Dżihadyści są w Europie. "Zagrożona zamachami jest właściwie cała Unia"

22.11 | Zdaniem zachodnich wywiadów wciąż istnieje ryzyko zamachów terrorystycznych w Europie
22.11 | Zdaniem zachodnich wywiadów wciąż istnieje ryzyko zamachów terrorystycznych w Europie
Joanna Stempień | TVN24 BiS
Ryzyko zamachów w Europie nadal wysokie (materiał "Faktów" z 22.11.2016)Joanna Stempień | TVN24 BiS

Europol ostrzegł, że tzw. Państwo Islamskie (IS) może przeprowadzić w Europie więcej ataków. Według agencji policyjnej Unii Europejskiej, IS ma już kilkudziesięciu bojowników na Starym Kontynencie, a wraz z niepowodzeniami organizacji w Iraku i Syrii może ich w Europie przybywać.

"Szacunki różnych służb wywiadowczych wskazują, że kilkudziesięciu ludzi kierowanych przez IS może obecnie przebywać w Europie i mają oni zdolność przeprowadzenia zamachów terrorystycznych" - napisano w opublikowanym w piątek raporcie.

W dokumencie omawiającym zagrożenie, które stwarzają dla Europy dżihadyści, Europol ocenił, że najbardziej prawdopodobnymi formami zamachów IS w państwach unijnych są ataki z użyciem broni palnej, samobójcze zamachy bombowe i ataki w pojedynkę z np. bronią białą. Według Europolu może dochodzić również do powszechnych w Syrii porwań i wybuchów samochodów pułapek.

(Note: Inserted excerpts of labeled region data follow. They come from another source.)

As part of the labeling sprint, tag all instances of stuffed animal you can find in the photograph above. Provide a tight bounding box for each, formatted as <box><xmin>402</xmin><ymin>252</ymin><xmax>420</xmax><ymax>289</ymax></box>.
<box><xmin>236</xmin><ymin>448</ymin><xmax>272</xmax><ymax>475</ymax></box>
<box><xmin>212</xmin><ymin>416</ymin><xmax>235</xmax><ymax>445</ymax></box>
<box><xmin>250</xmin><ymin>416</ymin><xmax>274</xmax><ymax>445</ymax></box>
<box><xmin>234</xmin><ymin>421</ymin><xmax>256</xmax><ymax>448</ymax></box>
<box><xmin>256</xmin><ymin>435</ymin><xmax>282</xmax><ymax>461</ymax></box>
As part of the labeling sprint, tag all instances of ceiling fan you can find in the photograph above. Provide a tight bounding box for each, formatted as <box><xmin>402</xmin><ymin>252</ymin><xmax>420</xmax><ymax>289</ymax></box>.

Dżiahdyści będą wracać do Europy

W raporcie napisano, że zagrożona zamachami jest właściwie cała Unia Europejska, ponieważ prawie wszystkie rządy wspierają dowodzoną przez USA antydżihadystyczną koalicję - stwierdza unijna agencja. Europol ostrzega, że IS może przenikać do społeczności syryjskich uchodźców w Europie, by wzbudzać wśród nich wrogość do nowych krajów pobytu. Zauważono również, że dżihadyści specjalizują się w rekrutowaniu zmarginalizowanej młodzieży, w tym wielu umysłowo chorych, i zachęcaniu ich do przeprowadzania ataków.

"Jeśli IS zostanie pokonane lub poważnie osłabione przez siły koalicji w Syrii czy Iraku, można spodziewać się coraz aktywniejszego powrotu zagranicznych bojowników i ich rodzin do UE lub do innych stref konfliktu" - napisano w oświadczeniu Europolu.

Zaznaczono również, iż prawdopodobne jest, że IS zacznie planować zamachy i wysyłać bojowników do Europy z Libii oraz że inne grupy terrorystyczne, w tym Al-Kaida i jej sojusznicy, również stanowią zagrożenie dla Starego Kontynentu.

"Zagrożenie wciąż jest wysokie"

Jak oświadczył dyrektor Europolu Rob Wainwright, państwa UE rozszerzyły współpracę w kwestiach bezpieczeństwa, dzięki czemu udało się zapobiec wielu zamachom.

- Jednak dzisiejszy raport pokazuje, że zagrożenie wciąż jest wysokie i zawiera wiele różnych elementów, które można rozwiązać jedynie dzięki jeszcze lepszej współpracy - powiedział.